June 7, 2011

Take the Pulse of Your Stock

Coming to NIRI National 2011 next week? Please visit us at Booth 304! We have no helicopter rides or trips to the Bahamas to give, but we do have a really cool microfiber for keeping those ubiquitous touchscreen pads and smartphones sharp.

June launched by kicking markets right in the rump. We blamed economic data. It’s true but not that simple. Behind the data at the behavioral level, institutions decided against equities roughly May 13. We don’t make this up, we just observe it in the way trades execute. When methodologies, purposes or time horizons change, it manifests in trade executions.

Money didn’t hedge with options expirations May 18-20 either. If you decide not to insure your house against loss, what might that mean? That you expect to sell it shortly, that risk is nonexistent, or that insurance is too darned expensive. As an analogy, two of those three are negatives and the middle one doesn’t exist on Wall Street.

Here’s another example of behavioral signs. Russell indexes benchmarked against market caps on May 31. MSCI indexes for global quantitative diversification recalibrated the same day. What matters isn’t how they rejigger but what demand is reflected in algorithmic and speculative trading. Demand was terrible. Brokers overestimated demand and so shed excess shares June 1, crushing broad measures.

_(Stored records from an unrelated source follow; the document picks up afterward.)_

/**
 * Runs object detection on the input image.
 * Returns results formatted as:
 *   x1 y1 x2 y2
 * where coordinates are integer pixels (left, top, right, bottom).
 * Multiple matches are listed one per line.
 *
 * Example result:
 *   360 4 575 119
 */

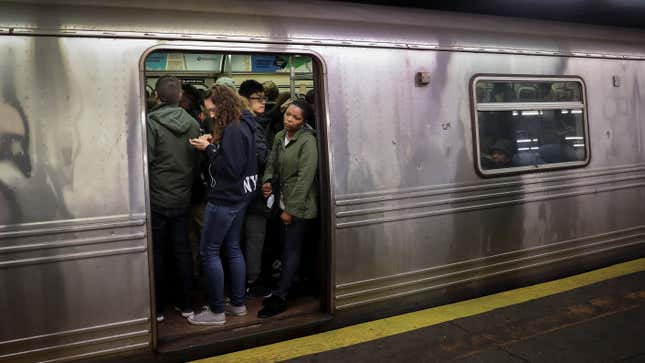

While bad economic data are a root cause for institutional wariness, it’s not that money woke up Wednesday June 1 and said: “Holy gray underwear, Batman, the economy is lousy!”

Every day, the collective We in the USA and the globe round take various economic temperatures. We watch retail sales reports, oil inventories, speeches by Fed rulers. We check jobs numbers. In our businesses we’re measuring cash flows, sales channels, balance sheets, income statements. We monitor our health with physicals and checkups (We just battered ourselves Sunday riding Elephant Rock).

Why would it be odd to do that with our traded shares? We in IR sometimes pay lots of lip service to market-structure stuff, but we still BEHAVE as though fundamentals are the only price-setting force. The best of the best in terms of rational investment behavior across our client base registers investment at about 16% of daily volume. If you don’t measure data and behavior, you won’t know what’s setting your price.

That’s what we do. We’re sort of the Redbook of stocks, the Fed survey of trading behaviors. We’re assessing different purposes and time horizons behind trading activity to provide a realistic, three-dimensional view of the health of your trading environment, and the role of investment versus noise or risk-management in setting price and driving volume.

By the way, we saw a marked increase in Speculative “over-valued” signals in trading last week for clients. It’s observable mathematically.

We’ll leave you with a scintillating market-structure tidbit. We saw a particular Asian bank program-trading a great number of securities the past three days. It could be that easing done around the Japanese earthquake in which yen were deployed to purchase securities and stabilize markets might now be reversing out.

Behaviors are the best measure of purpose. Life and trading do not happen in vacuums, and the IR pro who knows has a valuable advantage. It’s good to be cool in the IR chair. See you at NIRI!